L’intenzione è di continuare almeno fino alla fine di settembre 2016 o comunque fino a quando l’inflazione invertirà la rotta e si riavvicinerà all’obiettivo del 2%. L’arsenale messo in campo da Mario Draghi per raggiungere l’obiettivo ha un potenziale di 1.140 miliardi di euro.
L’Italia dal Qe, secondo la Cgia di Mestre, dovrebbe ricevere fino a 150 miliardi di euro.
Ma il bazooka della Bce comincia a sparare colpi mentre la Grecia — il malato più grave della Ue sotto costante e tutt’altro che amichevole ‘osservazione’ — è sempre più stretta all’angolo.

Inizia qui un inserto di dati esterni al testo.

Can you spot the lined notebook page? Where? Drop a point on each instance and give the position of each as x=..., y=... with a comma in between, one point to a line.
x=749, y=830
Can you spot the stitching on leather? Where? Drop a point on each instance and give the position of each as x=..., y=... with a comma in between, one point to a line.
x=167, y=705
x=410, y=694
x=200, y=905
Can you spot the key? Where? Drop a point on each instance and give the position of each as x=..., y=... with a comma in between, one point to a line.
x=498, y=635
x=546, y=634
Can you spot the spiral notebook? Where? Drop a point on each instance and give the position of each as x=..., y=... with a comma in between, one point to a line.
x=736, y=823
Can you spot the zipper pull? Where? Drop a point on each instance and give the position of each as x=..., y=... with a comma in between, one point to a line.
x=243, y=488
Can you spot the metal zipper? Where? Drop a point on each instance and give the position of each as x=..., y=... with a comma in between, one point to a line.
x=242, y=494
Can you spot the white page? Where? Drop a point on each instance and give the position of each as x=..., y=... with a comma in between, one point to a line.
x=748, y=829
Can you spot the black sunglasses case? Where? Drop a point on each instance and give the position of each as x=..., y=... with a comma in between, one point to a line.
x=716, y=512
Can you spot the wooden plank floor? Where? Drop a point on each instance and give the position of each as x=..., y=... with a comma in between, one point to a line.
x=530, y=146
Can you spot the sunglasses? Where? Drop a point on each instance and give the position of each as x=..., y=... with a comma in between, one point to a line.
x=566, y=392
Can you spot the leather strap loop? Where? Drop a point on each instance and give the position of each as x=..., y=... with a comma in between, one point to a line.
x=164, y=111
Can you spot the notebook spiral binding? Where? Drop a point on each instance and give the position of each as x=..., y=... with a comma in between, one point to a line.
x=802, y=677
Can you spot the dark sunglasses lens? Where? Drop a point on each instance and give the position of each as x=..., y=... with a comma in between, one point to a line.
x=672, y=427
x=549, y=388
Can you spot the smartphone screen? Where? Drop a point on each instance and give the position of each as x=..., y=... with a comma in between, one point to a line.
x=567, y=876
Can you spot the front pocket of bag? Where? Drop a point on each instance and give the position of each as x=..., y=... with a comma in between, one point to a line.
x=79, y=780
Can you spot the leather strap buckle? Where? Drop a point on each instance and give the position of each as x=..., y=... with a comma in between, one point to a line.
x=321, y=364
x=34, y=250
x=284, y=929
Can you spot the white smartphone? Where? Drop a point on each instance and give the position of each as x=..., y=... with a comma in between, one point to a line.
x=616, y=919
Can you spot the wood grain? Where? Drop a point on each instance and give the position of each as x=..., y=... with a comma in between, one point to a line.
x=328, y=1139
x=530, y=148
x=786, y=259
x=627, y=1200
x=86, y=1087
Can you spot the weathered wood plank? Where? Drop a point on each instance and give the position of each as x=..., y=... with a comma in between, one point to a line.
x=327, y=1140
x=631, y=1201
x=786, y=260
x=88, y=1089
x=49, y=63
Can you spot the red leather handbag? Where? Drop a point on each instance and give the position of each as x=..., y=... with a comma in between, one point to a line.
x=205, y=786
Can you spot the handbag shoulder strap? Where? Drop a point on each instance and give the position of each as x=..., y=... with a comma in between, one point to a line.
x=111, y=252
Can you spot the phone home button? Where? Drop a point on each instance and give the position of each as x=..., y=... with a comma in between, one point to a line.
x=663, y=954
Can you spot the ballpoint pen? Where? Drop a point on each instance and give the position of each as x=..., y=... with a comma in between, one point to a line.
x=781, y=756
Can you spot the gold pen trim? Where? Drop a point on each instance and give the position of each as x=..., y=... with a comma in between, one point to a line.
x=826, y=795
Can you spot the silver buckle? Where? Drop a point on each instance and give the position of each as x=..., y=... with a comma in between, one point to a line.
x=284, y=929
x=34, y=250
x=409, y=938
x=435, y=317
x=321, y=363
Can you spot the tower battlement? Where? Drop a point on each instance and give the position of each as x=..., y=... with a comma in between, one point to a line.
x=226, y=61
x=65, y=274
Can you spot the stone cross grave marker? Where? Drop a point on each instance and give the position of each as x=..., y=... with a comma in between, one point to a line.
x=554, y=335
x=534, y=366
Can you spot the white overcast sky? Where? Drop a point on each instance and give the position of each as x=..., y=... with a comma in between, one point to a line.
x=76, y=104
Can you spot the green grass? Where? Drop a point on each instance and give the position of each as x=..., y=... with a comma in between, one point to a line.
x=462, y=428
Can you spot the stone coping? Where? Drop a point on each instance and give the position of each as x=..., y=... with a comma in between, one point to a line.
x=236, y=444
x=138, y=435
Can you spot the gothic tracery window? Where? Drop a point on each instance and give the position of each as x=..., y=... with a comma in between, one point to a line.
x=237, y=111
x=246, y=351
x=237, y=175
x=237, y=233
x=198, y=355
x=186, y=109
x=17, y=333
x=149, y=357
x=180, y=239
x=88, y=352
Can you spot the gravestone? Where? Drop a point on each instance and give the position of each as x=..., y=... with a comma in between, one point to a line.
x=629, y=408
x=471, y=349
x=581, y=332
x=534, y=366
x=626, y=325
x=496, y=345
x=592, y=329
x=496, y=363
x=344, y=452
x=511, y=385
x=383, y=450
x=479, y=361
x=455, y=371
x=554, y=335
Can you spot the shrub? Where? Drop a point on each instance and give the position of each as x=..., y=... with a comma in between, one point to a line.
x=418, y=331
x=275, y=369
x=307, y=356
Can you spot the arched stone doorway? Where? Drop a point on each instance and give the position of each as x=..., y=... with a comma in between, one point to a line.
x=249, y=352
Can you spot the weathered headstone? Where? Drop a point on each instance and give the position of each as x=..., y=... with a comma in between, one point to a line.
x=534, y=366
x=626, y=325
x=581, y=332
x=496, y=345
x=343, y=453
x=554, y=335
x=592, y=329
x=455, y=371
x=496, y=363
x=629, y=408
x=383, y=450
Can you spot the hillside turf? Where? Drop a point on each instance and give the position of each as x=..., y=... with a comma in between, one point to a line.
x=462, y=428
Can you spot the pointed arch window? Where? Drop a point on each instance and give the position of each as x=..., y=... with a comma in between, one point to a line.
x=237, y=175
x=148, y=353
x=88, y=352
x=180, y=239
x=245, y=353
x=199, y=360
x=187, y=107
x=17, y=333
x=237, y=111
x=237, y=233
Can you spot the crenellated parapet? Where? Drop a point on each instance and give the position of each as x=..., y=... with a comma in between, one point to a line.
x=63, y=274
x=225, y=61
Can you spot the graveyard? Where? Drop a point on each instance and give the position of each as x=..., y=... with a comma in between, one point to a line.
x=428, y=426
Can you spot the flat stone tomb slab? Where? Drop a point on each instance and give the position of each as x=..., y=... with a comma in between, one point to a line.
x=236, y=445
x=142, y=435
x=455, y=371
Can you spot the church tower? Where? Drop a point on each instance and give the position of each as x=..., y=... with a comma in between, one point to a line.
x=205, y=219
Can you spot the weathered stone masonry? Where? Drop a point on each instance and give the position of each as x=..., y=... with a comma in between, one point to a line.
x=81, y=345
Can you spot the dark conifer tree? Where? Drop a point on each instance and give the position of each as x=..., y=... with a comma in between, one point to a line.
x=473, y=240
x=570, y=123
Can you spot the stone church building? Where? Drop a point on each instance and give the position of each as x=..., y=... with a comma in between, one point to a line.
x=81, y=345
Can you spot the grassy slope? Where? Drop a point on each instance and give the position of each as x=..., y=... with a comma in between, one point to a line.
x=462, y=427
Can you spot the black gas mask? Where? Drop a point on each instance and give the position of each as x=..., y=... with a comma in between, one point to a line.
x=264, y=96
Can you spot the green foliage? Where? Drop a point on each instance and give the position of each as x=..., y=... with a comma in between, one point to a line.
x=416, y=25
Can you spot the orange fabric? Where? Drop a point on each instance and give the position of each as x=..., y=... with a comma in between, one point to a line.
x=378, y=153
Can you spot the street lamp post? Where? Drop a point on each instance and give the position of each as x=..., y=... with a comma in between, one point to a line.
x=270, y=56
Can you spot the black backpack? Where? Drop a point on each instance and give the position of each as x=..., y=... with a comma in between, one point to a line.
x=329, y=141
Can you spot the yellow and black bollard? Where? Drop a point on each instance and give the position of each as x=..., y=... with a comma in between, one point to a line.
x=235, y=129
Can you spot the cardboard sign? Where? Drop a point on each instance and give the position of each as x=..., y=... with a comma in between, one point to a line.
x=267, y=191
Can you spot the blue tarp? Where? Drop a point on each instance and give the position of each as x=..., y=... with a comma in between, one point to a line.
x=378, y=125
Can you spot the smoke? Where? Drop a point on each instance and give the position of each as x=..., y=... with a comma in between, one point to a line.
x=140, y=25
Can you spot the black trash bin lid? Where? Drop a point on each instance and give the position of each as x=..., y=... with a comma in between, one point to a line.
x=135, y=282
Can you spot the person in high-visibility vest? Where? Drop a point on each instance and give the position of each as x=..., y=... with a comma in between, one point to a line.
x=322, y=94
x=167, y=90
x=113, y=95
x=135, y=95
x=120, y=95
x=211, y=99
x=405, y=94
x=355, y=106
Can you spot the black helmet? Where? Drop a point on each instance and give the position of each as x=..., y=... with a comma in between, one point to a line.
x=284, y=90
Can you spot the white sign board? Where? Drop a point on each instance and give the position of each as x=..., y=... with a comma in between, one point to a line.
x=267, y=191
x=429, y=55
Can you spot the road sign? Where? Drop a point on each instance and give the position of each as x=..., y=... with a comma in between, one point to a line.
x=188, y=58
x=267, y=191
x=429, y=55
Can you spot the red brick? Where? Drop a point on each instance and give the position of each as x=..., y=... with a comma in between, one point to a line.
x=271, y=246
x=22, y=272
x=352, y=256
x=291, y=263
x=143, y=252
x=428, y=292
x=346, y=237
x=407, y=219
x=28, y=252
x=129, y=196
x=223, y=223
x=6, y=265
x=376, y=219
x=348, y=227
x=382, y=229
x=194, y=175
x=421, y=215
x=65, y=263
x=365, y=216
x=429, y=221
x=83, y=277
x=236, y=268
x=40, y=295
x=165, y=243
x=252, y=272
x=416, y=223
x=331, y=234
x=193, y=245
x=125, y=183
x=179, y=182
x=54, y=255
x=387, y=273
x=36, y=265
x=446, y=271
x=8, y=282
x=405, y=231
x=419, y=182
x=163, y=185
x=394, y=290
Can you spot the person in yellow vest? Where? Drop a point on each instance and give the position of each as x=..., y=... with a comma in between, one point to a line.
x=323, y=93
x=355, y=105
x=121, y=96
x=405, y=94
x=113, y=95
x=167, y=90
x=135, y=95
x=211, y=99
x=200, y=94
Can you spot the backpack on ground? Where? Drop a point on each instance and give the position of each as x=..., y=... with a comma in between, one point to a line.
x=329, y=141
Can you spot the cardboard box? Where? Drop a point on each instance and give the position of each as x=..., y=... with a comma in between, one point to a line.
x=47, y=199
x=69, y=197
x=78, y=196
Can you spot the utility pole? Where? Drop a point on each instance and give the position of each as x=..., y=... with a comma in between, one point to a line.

Oggi l’Eurogruppo a Bruxelles valuterà il pacchetto di riforme che Atene ha inviato prima del week end all’Unione.
Ma ieri il presidente dello stesso Eurogruppo, l’olandese Jeroen Dijsselbloem — che si è detto pronto continuare dopo 2 anni di incarico a capo dei ministeri economici Ue — ha anticipato che la “lista” dei provvedimenti è “lontana dall’essere completa”, che la sua attuazione richiederà “tempi lunghi” e che a marzo non è prevista nessuna tranche di aiuti.
Si annuncia dunque un nuovo flop per la riunione dei ministri delle Finanze, alla quale il greco Yanis Varoufakis dovrebbe portare la richiesta esplicita di allontanare definitivamente la Troika da Atene, dando a dei “team tecnici” basati a Bruxelles il compito di valutare le riforme greche prima di ciascuna riunione europea.
La tensione rimane alta, alimentata, come più volte è successo in questi giorni, da incomprensioni e correzioni di tiro.
L’ultima, dello stesso Varoufakis, sull’ipotesi di un referendum che un pò tutti pensavano sulla permanenza nell’euro e che invece il ministro intendeva sulle misure che l’esecutivo di Atene intende mettere in campo.
L’alternativa — avrebbe lasciato intendere – sarebbero nuove elezioni.
E che le trattative e i contatti siano frenetici e che vadano dai livelli tecnici a quelli politici più alti, lo dimostrano le telefonate che il premier Alexis Tsipras ha fatto ieri: la prima al presidente della Bce Mario Draghi e la seconda a quello francese Francois Hollande.
A Draghi Tsipras (che aveva parlato di cappio al collo greco messo dalla Bce) avrebbe confermato il rispetto per l’indipendenza dell’Eurotower, raccomandandosi però che questa non soccomba alle pressioni politiche.
Con Hollande avrebbe invece manifestato la volontà di sempre maggiore collaborazione e l’intenzione di incontrasi a Parigi in tempi stretti.
La lista di riforme che Atene ha inviato all’Eurogruppo e che dovrebbe essere esaminata oggi, comprende l’istituzione di “un consiglio di bilancio” indipendente per monitorare la spesa del governo, la sua politica di bilancio e quindi valutare se gli obiettivi vengono raggiunti; migliorie sul fronte della predisposizione del bilancio; la messa a punto di uno schema per la lotta all’evasione dell’Iva; un nuovo piano e leggi più dure per riscuotere le tasse non pagate da contribuenti e imprese; un nuovo piano per emettere licenze alle aziende di gioco d’azzardo online; la riduzione della burocrazia e iniziative per affrontare la crisi umanitaria con l’introduzione di buoni pasto, misure per garantire energia elettrica e assistenza abitativa.
Costo complessivo: 200,29 milioni di euro.